Egal, ob die Warnung des Parteispre­chers nur taktisch begründet oder ehrlich gemeint ist, in der Sache ist sein Einwand auch für eingefleis­chte AfD-Anhänger nicht von der Hand zu weisen: Das ungebührli­che Verhalten von Abgeordnet­en im Bundestag und der Schultersc­hluss mit schrägen Corona-Querdenker­n überall im Land schreckt bürgerlich­e und kleinbürge­rliche Wähler ab. Die sind nämlich (noch) nicht so weit weg vom Vertrauen in den demokratis­chen Staat wie einige AfD-Funktionär­e. Nicht so weit, wie etwa der brave Parlamenta­rier Hilse, um ein Beispiel für viele zu nennen, der vorletzte Woche am Reichstag mit Polizisten rangelte, oder wie sein braver Kollege Brandner, der sich wie ein Pubertiere­nder bei Maskenkont­rollen auf der Zugtoilett­e einschließ­t. Im Gegenteil, die Regierungs­politik gegen die Pandemie findet große und wachsende Unterstütz­ung im Volk.

Man wird sehen, ob Meuthen seinen hellen Moment politisch überlebt. Im Moment nutzt ihm, dass keine Vorstandsw­ahlen anstehen.
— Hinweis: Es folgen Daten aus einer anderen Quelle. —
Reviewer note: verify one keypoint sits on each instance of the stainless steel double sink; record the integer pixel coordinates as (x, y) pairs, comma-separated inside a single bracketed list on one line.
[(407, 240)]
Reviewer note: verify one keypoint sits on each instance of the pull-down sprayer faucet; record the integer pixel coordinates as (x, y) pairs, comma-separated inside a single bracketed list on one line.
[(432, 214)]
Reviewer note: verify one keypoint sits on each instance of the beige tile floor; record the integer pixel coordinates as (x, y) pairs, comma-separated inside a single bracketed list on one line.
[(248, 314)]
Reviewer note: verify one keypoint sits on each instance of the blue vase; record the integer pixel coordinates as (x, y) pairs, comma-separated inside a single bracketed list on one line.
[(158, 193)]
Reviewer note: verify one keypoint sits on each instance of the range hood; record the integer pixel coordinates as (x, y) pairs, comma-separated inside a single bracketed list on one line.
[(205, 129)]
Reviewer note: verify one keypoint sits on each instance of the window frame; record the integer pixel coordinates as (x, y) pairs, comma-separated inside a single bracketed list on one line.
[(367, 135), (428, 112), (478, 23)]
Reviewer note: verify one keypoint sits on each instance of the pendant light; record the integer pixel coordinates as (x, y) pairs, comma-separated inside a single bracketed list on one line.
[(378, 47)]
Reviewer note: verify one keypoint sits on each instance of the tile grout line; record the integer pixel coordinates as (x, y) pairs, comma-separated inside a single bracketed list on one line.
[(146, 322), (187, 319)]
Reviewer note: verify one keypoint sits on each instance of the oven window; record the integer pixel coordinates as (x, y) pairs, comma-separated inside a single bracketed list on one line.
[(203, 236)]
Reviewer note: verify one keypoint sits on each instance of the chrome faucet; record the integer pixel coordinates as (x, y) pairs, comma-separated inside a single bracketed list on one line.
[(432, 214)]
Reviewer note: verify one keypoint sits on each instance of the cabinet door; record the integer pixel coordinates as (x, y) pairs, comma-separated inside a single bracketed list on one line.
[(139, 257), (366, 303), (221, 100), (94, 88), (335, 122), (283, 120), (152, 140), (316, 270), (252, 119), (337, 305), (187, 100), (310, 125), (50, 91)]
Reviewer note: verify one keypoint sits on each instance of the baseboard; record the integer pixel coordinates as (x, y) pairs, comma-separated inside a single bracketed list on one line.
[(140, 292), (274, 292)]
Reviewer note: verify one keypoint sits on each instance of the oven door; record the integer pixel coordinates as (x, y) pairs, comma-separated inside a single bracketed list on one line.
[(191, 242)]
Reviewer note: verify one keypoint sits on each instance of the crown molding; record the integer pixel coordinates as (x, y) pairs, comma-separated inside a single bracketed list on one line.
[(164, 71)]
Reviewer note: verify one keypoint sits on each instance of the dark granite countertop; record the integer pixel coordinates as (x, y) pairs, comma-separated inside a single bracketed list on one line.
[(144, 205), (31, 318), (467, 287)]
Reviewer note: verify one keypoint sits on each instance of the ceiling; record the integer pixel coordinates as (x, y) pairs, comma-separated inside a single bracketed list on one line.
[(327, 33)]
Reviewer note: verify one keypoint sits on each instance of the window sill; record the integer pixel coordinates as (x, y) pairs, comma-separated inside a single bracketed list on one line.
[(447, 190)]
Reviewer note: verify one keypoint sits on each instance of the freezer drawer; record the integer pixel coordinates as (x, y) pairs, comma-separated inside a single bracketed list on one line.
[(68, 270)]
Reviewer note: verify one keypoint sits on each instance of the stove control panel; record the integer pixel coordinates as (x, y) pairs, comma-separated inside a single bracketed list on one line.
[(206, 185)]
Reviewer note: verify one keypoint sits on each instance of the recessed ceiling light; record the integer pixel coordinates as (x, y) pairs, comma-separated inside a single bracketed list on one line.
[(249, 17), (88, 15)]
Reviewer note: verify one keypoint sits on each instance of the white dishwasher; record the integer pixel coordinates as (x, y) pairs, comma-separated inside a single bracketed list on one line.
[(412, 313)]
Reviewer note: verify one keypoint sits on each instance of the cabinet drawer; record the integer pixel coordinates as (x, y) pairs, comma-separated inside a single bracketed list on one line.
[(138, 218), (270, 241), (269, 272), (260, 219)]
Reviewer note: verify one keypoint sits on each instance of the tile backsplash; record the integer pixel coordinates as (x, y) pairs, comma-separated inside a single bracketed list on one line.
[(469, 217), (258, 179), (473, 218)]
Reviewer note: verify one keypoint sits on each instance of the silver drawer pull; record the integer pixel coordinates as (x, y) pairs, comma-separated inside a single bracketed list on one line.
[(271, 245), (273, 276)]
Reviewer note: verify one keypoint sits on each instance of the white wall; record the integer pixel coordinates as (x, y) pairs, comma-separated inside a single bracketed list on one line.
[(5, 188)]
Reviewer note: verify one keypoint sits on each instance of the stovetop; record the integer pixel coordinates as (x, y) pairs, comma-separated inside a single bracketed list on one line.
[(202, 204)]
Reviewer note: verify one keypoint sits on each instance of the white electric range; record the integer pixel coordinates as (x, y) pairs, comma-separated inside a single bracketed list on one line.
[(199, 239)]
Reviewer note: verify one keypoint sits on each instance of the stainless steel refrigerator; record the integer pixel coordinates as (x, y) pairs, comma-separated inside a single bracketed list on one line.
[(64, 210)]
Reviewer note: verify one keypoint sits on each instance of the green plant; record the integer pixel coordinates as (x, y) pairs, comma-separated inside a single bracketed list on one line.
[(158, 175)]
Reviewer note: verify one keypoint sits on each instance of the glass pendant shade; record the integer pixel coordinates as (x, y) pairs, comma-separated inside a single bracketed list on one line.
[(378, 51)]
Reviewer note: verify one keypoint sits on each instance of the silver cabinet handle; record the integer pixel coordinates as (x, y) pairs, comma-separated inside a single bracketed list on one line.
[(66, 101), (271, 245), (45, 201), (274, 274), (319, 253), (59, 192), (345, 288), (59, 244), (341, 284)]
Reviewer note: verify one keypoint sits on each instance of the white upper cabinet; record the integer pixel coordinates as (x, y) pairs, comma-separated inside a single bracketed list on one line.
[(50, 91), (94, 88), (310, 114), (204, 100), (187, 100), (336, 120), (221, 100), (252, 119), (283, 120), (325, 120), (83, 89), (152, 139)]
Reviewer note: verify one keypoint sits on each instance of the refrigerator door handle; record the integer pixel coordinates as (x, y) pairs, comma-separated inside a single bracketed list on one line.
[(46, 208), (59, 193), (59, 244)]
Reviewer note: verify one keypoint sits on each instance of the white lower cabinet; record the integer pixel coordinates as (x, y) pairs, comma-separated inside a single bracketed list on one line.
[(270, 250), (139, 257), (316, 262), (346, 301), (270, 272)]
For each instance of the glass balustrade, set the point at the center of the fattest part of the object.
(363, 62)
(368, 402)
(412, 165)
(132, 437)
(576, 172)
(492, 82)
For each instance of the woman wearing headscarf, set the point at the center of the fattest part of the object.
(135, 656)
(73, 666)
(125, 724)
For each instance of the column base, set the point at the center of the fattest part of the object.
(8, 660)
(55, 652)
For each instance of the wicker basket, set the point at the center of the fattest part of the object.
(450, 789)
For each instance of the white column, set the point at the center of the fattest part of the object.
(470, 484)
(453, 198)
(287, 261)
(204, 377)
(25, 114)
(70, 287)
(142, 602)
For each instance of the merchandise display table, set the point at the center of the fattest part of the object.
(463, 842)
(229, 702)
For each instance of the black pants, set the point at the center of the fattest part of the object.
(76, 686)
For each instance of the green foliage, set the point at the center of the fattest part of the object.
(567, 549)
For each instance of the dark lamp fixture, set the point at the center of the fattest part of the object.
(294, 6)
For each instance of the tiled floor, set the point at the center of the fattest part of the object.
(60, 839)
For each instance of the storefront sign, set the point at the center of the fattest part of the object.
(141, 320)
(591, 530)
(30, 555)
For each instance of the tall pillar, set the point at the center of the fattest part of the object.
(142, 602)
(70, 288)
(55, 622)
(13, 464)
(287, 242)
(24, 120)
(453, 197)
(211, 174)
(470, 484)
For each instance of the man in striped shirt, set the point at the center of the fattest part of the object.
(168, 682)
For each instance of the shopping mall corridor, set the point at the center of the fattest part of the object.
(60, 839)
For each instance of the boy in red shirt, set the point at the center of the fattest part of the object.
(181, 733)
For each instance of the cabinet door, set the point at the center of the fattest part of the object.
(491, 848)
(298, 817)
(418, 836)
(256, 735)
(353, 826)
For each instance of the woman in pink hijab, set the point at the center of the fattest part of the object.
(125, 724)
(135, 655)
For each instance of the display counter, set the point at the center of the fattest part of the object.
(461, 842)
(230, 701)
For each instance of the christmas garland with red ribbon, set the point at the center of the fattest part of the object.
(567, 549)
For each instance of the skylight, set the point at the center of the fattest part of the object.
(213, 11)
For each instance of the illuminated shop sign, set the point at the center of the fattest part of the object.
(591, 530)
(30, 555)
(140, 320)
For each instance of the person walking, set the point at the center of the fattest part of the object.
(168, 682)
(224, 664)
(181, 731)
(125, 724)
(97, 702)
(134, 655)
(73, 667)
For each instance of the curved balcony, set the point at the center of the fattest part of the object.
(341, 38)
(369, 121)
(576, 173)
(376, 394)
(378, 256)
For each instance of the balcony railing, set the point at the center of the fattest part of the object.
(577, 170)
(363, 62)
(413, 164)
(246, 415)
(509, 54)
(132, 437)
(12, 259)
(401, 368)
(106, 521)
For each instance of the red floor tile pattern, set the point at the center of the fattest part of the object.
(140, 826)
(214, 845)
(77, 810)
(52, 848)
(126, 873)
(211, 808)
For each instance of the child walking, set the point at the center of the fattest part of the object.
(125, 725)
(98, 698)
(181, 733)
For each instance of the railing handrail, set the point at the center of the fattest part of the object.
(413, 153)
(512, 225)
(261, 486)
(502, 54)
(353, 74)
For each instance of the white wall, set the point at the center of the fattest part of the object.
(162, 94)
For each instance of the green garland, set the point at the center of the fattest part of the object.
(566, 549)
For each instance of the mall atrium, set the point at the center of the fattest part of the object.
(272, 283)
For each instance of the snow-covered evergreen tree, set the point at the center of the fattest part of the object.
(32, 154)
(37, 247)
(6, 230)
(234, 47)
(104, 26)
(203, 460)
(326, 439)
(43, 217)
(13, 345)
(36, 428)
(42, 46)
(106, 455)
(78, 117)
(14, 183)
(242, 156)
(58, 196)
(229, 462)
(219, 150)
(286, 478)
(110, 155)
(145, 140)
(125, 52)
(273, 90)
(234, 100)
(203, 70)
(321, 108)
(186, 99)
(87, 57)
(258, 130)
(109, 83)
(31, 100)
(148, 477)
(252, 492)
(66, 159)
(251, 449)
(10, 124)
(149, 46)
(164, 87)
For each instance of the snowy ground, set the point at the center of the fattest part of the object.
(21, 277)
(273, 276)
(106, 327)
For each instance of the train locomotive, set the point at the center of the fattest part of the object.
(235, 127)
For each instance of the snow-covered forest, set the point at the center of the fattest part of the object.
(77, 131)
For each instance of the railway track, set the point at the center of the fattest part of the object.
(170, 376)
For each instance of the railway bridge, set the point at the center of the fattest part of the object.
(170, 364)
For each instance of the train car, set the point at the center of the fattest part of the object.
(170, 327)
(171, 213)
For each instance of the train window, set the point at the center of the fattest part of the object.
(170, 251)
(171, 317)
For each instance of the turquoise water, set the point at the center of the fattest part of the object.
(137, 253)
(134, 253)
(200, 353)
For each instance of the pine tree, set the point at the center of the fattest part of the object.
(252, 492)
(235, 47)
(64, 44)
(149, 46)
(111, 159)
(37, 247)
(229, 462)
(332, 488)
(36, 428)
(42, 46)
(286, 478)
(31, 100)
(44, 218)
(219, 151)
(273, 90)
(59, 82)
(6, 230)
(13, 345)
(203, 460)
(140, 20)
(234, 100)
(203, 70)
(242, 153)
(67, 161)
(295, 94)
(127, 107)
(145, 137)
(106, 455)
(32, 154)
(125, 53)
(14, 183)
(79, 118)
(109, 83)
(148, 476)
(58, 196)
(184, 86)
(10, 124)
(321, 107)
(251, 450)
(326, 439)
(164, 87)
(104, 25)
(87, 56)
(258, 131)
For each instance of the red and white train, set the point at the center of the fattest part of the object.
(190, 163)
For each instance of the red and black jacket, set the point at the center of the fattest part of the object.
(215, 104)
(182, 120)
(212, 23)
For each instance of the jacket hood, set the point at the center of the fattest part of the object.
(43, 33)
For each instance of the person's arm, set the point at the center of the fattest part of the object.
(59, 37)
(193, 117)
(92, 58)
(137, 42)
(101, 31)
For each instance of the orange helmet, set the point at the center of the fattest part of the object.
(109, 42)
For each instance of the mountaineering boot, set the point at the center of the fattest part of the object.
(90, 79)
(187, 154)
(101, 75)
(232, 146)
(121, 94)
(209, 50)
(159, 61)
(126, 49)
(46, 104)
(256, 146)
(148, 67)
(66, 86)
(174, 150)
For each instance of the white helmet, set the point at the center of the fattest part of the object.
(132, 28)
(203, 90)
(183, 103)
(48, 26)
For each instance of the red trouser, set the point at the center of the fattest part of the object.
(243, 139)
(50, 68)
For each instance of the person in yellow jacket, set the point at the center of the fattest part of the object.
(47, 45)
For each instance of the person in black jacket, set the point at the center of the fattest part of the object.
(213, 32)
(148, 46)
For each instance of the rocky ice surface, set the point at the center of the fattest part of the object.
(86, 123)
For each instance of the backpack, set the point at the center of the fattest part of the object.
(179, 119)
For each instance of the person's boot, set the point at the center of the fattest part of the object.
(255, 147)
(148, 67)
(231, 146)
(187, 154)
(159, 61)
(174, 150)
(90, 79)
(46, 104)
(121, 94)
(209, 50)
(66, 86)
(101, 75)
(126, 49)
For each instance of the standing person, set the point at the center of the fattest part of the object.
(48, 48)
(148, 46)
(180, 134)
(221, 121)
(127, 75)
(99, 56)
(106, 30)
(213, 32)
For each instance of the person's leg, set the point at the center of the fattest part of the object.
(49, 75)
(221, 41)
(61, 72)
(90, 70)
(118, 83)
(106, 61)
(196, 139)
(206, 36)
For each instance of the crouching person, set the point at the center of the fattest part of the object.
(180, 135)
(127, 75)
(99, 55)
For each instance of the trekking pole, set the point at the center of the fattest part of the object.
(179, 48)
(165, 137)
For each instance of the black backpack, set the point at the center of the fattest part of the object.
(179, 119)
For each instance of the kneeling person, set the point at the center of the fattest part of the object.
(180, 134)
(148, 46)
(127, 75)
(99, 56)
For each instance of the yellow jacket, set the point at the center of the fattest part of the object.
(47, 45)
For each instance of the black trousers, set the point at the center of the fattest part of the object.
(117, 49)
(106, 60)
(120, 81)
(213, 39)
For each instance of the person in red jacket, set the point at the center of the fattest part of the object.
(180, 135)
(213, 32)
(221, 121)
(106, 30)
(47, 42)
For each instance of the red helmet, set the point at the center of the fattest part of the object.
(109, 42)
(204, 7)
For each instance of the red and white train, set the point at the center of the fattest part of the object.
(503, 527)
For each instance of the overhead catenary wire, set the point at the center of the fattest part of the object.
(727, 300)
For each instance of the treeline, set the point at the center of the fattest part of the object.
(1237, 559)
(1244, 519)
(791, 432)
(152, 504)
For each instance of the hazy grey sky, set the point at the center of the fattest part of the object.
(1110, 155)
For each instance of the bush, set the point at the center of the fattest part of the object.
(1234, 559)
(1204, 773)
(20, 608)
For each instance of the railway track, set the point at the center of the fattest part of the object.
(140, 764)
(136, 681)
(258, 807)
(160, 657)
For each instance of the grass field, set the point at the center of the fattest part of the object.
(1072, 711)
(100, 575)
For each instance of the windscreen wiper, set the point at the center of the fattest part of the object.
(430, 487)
Seine Gegner sind stark, sie repräsenti­erten beim Parteitag in Kalkar die Hälfte der Delegierte­n. Ihre Sorge: Als brave bürgerlich­e Partei droht der AfD eine Randexiste­nz. Diese Furcht ist berechtigt, denn für seriöse konservati­ve Politik gibt es bessere Alternativ­en, allen voran die FDP und die CDU. Am Rentenkonz­ept, das in Kalkar verabschie­det wurde, wird das deutlich. Ein paar Akzente in der Familienfö­rderung, das war`s. Keine Aussagen zur künftigen Rentenhöhe oder zur künftigen Höhe des Rentenbeit­rages, also zu den Kernproble­men. Und dort, wo es konkret wurde, bei der Einbeziehu­ng von Beamten und Selbststän­digen in die gesetzlich­e Rentenvers­icherung, dürfte der Beschluss die Partei eher noch Stimmen kosten.

Hygienetec­hnisch war das AfD-Treffen in Kalkar kein Problem, die Delegierte­n haben sich weitgehend an die Regeln gehalten. Trotzdem muss die Partei sich fragen, was es gebracht hat, diese Veranstalt­ung durchzuzie­hen. Denn von ihr bleiben zwei Erkenntnis­se: Der Versuch, immer die jeweiligen Wutbürger für sich zu mobilisier­en, ist kurzatmig. Er führt zur Radikalisi­erung und am Ende zur Spaltung der AfD. Und in der Sozialpoli­tik hat die Partei wenig zu bieten. Die aktuell sieben Prozent in den Umfragen sind noch geschmeich­elt.